И радовался, как ребенок, когда увидел в летной книжке пометку «без ограничений».
Вернувшись из госпиталя, Санин как-то обмолвился в присутствии Гая-Самари и Бориса Долотова о «некоторой поспешности», с которой покидал самолет Андрей Трефилов.
Убедившись, что включение противопожарной системы не сбило огонь, Трефилов расстегнул ремни и сказал Моисееву:
— Поскольку… у меня сегодня день рождения… я покидаю машину.

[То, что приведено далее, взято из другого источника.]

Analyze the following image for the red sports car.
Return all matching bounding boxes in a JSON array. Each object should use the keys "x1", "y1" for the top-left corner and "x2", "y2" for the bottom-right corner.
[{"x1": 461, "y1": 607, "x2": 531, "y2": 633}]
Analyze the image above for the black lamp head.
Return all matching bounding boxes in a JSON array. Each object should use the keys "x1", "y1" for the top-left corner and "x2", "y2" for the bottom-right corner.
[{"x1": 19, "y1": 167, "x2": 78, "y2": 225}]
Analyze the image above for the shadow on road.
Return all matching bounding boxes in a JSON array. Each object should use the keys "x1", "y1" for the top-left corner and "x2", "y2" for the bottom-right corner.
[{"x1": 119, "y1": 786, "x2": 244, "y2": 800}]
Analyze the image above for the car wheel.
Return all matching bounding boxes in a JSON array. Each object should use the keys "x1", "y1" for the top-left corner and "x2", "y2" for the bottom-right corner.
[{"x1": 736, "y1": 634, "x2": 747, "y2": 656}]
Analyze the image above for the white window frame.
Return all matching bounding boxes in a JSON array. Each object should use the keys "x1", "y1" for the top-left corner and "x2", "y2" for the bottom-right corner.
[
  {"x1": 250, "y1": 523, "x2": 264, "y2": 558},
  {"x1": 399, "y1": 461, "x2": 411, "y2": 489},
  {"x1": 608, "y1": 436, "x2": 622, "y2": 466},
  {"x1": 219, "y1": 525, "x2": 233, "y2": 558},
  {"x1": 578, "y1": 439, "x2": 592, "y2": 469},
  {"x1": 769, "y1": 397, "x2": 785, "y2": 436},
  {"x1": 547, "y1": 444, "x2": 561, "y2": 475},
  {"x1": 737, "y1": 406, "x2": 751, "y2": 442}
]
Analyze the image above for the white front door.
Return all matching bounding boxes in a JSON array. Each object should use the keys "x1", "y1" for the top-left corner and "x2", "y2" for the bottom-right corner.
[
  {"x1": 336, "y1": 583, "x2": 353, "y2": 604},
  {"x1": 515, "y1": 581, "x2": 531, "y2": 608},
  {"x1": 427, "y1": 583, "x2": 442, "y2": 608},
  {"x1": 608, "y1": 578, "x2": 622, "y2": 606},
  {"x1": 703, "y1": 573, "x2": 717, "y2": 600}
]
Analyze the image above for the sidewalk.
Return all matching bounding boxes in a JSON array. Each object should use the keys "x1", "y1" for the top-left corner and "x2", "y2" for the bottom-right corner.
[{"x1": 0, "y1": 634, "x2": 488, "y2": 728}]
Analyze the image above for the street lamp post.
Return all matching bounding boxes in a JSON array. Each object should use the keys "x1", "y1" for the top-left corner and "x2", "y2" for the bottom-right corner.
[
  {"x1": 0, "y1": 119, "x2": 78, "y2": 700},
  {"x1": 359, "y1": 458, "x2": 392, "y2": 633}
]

Моисеев вначале и не понял его, вопросительно посмотрел на Санина, снова на Трефилова, но затем отвел глаза, будто устыдившись, и, прежде чем Трефилов успел покинуть кресло, дал команду выбрасываться. Кроме Санина, никто из экипажа ничего, кроме того, что второй летчик с завидной оперативностью выполнил команду командира корабля, не понял в поведении Трефилова.
Однако ускользающая от формальных определений вина Трефилова, с точки зрения обязанности второго по значению члена экипажа, заключалась не в букве инструкций, а в летной этике. Покинь он машину вместе с командиром, когда на борту не останется никого, кроме них, и Трефилов, может быть, и по сей день работал бы на фирме. Да и Санина, человека по натуре мягкого и терпимого, несколько обескуражило то, какой оборот приняла эта история год спустя с нелегкой руки Бориса Долотова. На первом этапе испытаний «семерку» вел Долотов, вторым летчиком назначили было Трефилова. Но Долотов, которому всегда было все равно, с кем летать, на этот раз отказался работать с Трефиловым. С кем угодно, кроме него. Дело дошло до объяснения в кабинете Данилова.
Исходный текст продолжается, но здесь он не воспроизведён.